Несусветная суета поднялась в Сент-Мартинс-Холле – крики, грохочущие шаги, резкие звуки свистков констеблей.
Уличная неразбериха перебралась в холл и на нижний этаж, однако Александр не знал, где начинаются беспорядки – внутри или снаружи. Какой-то джентльмен закричал, призывая всех к спокойствию. Дамы визжали. Окна разбивались от брошенных в них предметов.
Александр подтолкнул Лидию и Джейн в темный угол галереи и взмолился, чтобы они оставались там в безопасности.
– Будьте здесь! – велел он. – Никуда не уходите до моего возвращения.
Тем временем за стенами Сент-Мартинс-Холла полиция и целый отряд пехоты рассредоточились по улице, пытаясь восстановить порядок. Александр помогал убирать с дороги раненых; желчь подступила у него к горлу при виде истекающего кровью мужчины, который лежал посреди всего этого хаоса. Подхватив раненого под мышки, Александр оттащил его к пустому крыльцу какого-то дома.
– Все в порядке? – спросил он. Сорвав с себя галстук Александр перетянул им рану на голове незнакомца.

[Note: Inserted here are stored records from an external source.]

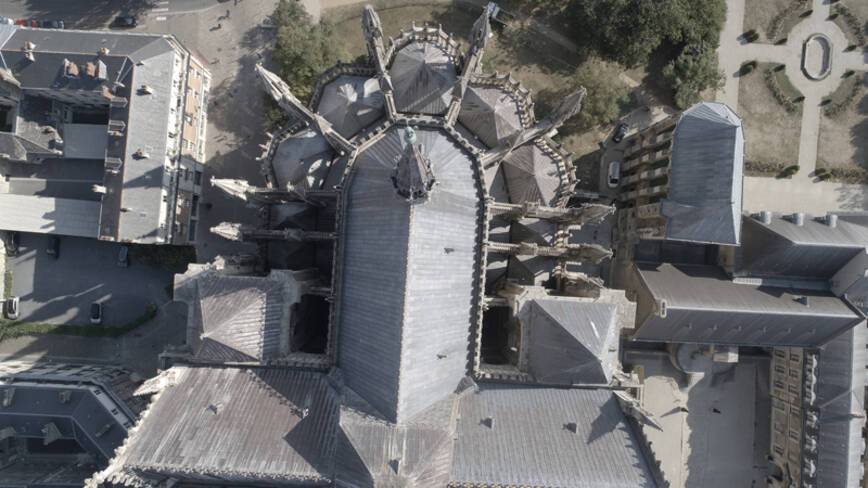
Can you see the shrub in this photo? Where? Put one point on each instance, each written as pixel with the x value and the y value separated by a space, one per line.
pixel 606 94
pixel 693 72
pixel 302 50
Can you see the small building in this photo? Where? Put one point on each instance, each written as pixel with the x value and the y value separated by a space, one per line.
pixel 102 135
pixel 681 180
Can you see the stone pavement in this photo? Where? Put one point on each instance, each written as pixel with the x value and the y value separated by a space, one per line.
pixel 801 192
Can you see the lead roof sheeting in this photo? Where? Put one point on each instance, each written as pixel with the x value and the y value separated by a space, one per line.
pixel 530 442
pixel 491 113
pixel 570 340
pixel 704 306
pixel 80 41
pixel 841 400
pixel 351 103
pixel 258 431
pixel 367 447
pixel 43 215
pixel 812 251
pixel 403 321
pixel 532 175
pixel 302 160
pixel 423 76
pixel 147 128
pixel 706 177
pixel 238 318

Тот кивнул, но его глаза были безжизненными. Окликнув констебля, Александр вернулся в Холл. Толпы людей ходили между витринами с экспонатами и опрокидывали их на пол. В воздухе кружились птичьи перья, на полу валялись разбитые музыкальные инструменты; модели школьных зданий раздавили. При виде этих разрушений сердце Александра упало.

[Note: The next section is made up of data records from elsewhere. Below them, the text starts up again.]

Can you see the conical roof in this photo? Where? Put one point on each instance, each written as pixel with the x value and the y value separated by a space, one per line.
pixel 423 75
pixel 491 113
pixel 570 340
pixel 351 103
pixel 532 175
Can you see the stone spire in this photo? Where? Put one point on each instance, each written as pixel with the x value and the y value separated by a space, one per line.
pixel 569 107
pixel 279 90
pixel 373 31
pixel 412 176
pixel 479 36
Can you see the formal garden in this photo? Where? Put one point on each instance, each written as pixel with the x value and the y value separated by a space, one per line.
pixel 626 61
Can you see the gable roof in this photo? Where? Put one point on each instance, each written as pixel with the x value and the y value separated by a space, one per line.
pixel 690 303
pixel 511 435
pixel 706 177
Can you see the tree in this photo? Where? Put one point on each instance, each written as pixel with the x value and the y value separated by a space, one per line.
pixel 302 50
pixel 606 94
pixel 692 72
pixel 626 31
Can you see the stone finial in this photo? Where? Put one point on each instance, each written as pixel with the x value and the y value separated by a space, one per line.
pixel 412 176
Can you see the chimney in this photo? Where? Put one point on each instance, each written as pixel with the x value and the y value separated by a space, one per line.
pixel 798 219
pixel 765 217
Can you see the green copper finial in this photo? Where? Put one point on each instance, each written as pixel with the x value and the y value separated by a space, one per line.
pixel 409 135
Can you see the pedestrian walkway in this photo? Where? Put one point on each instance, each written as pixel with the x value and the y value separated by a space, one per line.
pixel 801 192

Он пробрался сквозь толпу к выставке глобусов, посреди которой два констебля стояли над лежавшим ничком телом Коула. Под ногами Александра порвалась какая-то бумага, захрустело разбитое стекло. Он отвернулся при виде засохшей крови.
Александр оглядел осколки и обломки дерева. А потом его ладонь накрыла листок бумаги, засунутый под звездный глобус. Сунув листок в карман, он побежал назад на улицу.

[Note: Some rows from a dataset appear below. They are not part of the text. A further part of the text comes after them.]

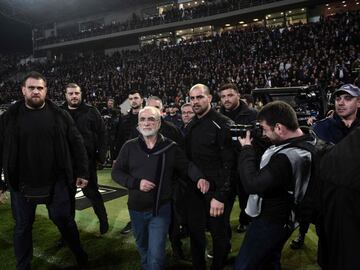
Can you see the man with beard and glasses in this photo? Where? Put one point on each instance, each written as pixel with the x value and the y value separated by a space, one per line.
pixel 146 166
pixel 127 130
pixel 41 153
pixel 208 144
pixel 92 128
pixel 238 111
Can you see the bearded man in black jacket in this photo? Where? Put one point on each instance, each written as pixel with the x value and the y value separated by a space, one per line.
pixel 208 145
pixel 92 128
pixel 41 151
pixel 238 111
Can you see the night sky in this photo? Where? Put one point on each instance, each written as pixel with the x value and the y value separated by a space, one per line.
pixel 14 36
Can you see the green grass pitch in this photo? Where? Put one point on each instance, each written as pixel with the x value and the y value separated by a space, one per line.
pixel 114 250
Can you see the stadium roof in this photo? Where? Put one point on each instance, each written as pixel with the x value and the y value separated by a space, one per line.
pixel 41 11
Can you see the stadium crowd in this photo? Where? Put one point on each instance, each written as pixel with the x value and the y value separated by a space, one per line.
pixel 173 14
pixel 323 53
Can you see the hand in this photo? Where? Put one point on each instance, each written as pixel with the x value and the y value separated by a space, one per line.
pixel 245 141
pixel 203 185
pixel 310 121
pixel 81 182
pixel 146 185
pixel 216 208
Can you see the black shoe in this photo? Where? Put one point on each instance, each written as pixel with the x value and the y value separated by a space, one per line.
pixel 241 228
pixel 60 243
pixel 126 229
pixel 298 242
pixel 210 254
pixel 104 226
pixel 178 254
pixel 83 260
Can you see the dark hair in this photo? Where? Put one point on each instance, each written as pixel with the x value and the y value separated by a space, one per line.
pixel 135 91
pixel 72 85
pixel 228 86
pixel 34 75
pixel 279 112
pixel 202 86
pixel 248 97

Они сидели молча среди всей этой неразберихи. С нижнего этажа до их слуха долетали крики и шум. Несколько человек пробежали по галерее, но в темном уголке около камина Лидию с Джейн было не разглядеть.
Лидия прижала девочку к груди, а та обхватила ее за шею. Маленькое тельце содрогалось от страха.
Лидия стала вспоминать, как она держала на руках новорожденную Джейн, чуть подросшую Джейн… Как наблюдала за тем, как дочь растет и учится – делает первые шаги, произносит первые слова, проявляет бесконечное любопытство. Восхищалась ее улыбками и смехом… Ценила каждое мгновение, проведенное с нею.
Лидия прижалась губами к щеке Джейн. Как жаль, что ее мать не испытала такой же радости. Хотя, возможно, в первые пять лет жизни Лидии – испытала.
– Я тебя люблю, – прошептала Лидия. – Пожалуйста, помни об этом, что бы ни случилось. Я всегда тебя любила и буду любить еще больше с каждым биением моего сердца. Ты для меня – все!
Ее дочь ничего не сказала в ответ. Вместо этого она нащупала в темноте руку Лидии, и их пальцы переплелись.
Тыльной стороной ладони Александр стер со лба пот и глубоко въевшуюся грязь. Неподалеку Себастьян оттаскивал какую-то женщину с запруженной людьми улицы. Брат сумел разыскать его, и они вместе помогали успокаивать мятеж. Одних людей они заводили в кабинеты Холла, других криком выгоняли оттуда, запирали двери на замок, закрывали ставни.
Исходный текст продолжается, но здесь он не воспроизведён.